Pero el abogado leyó en voz alta: Jacinto dejó su mansión a su querida Marina, y a cada hijo, incluyendo a Miguel, un piso amplio. Al darse cuenta de que recibían lo mismo que su hermanastro, estalló el escándalo.
—¡Él no es de la familia! —gritó María, señalándolo con rabia.
—¿Cuánto le pagó a papá? —preguntó Antonio al abogado—. ¿Se puede impugnar?
El abogado los calmó:
—El testamento es irrevocable, pero dentro de seis meses se leerá lo referente a la empresa, y ahí podrán impugnar si quieren.
Con su nuevo piso, Laurita y Miguel celebraron. Ahora podrían cumplir el deseo de Jacinto: tener hijos.
Aunque las palabras venenosas de sus hermanos dolían, Miguel estaba acostumbrado. Lo que le sorprendió fue el silencio de su madre. Hasta que llegó la cereza del pastel: Marina exigió que se llevaran a Irene, la madre de Jacinto.
Miguel llamó a su madre de inmediato.
—¡Sáquenme a esa vieja de mi casa! —chilló Marina—. Nunca la soporté, ¿y ahora voy a cambiarle los pañales?
A él le dio lástima. Irene había cuidado de todos, criado a los nietos, y ahora, tras un derrame cerebral, la trataban como basura. Sin dudarlo, fue a buscarla. Laurita preparó el apartamento para la silla de ruedas.
Así llegó Irene a su hogar, y Laurita asumió su cuidado. Aunque en realidad, Irene seguía siendo independiente: cocinaba, limpiaba y hasta les hacía la cena.
Ningún familiar volvió a preguntar por ella.
Cuatro meses después, llegó la lectura del testamento de Jacinto. Al entrar con Irene en silla de ruedas, los gritos cesaron. Seis ojos llenos de odio la miraron.

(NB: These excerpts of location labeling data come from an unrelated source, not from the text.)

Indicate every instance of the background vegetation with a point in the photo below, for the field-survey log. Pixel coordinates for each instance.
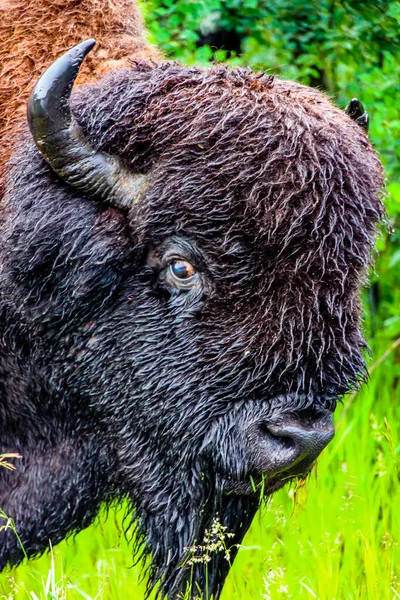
(338, 536)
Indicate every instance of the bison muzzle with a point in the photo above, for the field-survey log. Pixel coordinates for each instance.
(182, 252)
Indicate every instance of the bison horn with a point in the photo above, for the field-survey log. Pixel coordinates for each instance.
(62, 143)
(356, 111)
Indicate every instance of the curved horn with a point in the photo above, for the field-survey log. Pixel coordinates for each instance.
(356, 111)
(62, 144)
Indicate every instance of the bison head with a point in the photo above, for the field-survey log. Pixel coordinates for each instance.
(182, 255)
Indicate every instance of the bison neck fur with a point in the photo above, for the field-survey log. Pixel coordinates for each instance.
(115, 386)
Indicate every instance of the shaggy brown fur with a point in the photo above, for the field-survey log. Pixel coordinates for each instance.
(33, 33)
(117, 381)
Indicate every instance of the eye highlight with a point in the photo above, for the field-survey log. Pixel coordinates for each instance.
(182, 269)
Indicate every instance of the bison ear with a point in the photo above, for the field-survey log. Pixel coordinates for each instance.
(62, 143)
(356, 111)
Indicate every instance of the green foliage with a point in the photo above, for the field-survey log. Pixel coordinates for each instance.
(349, 48)
(335, 538)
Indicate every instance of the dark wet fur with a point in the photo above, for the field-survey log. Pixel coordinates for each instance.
(112, 387)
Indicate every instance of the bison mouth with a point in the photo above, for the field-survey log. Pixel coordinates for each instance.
(200, 568)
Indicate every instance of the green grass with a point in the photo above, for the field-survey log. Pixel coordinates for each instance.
(336, 538)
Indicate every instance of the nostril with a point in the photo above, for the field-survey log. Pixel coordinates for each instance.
(290, 443)
(284, 439)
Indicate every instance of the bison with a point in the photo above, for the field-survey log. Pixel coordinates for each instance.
(182, 252)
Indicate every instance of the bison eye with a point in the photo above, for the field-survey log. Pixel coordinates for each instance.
(182, 269)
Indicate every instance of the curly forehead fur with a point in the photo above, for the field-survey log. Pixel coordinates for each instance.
(278, 186)
(273, 194)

—¿Qué hace aquí? —pensaban—. ¿Qué tiene que ver con el negocio?
Pero el abogado anunció: toda la fortuna de Jacinto pasaba a Irene. El silencio fue absoluto.
María y Antonio se abalanzaron sobre su abuela de repente “querida”.
—Ven conmigo —dijo María, apartando a Miguel.
—¡No, conmigo! —gritó Antonio.
Irene los observó un momento, divertida, y les tomó las manos.
—Tranquilos. ¿Quién dijo que quiero irme de casa de Miguel? Me quedo con él.
Los rostros de sus nietos se descompusieron. Salieron furiosos, seguidos por Marina, quien le lanzó a Miguel:
—Gusano.
Irene, en cambio, guiñó un ojo.
—Llévame a casa, Miguelito. Esto merece una celebración.
Así, Irene se quedó con ellos y poco después traspasó casi todo a Miguel. A sus nietos les dejó una parte pequeña, suficiente para vivir bien.
Pero no aprendieron. Antonio perdió su herencia en deudas y volvió con Marina. María se casó con un vividor, tuvo una hija y, tras el divorcio, dejó a la niña con su madre.
Irene falleció poco antes de que Laurita diera a luz. La bebé se llamó Irene, en su honor.
Un día, Laurita encontró entre las páginas del libro favorito de la abuela una nota doblada:
*”Mamá, si me pasa algo, ve a vivir con mi Miguel. No es de nuestra sangre, pero es el más digno de mis hijos. Perdón por no haber criado igual a María y Antonio.”*
Laurita enjugó una lágrima y sonrió. Jacinto tenía razón: su marido era un buen hombre. Había tenido suerte.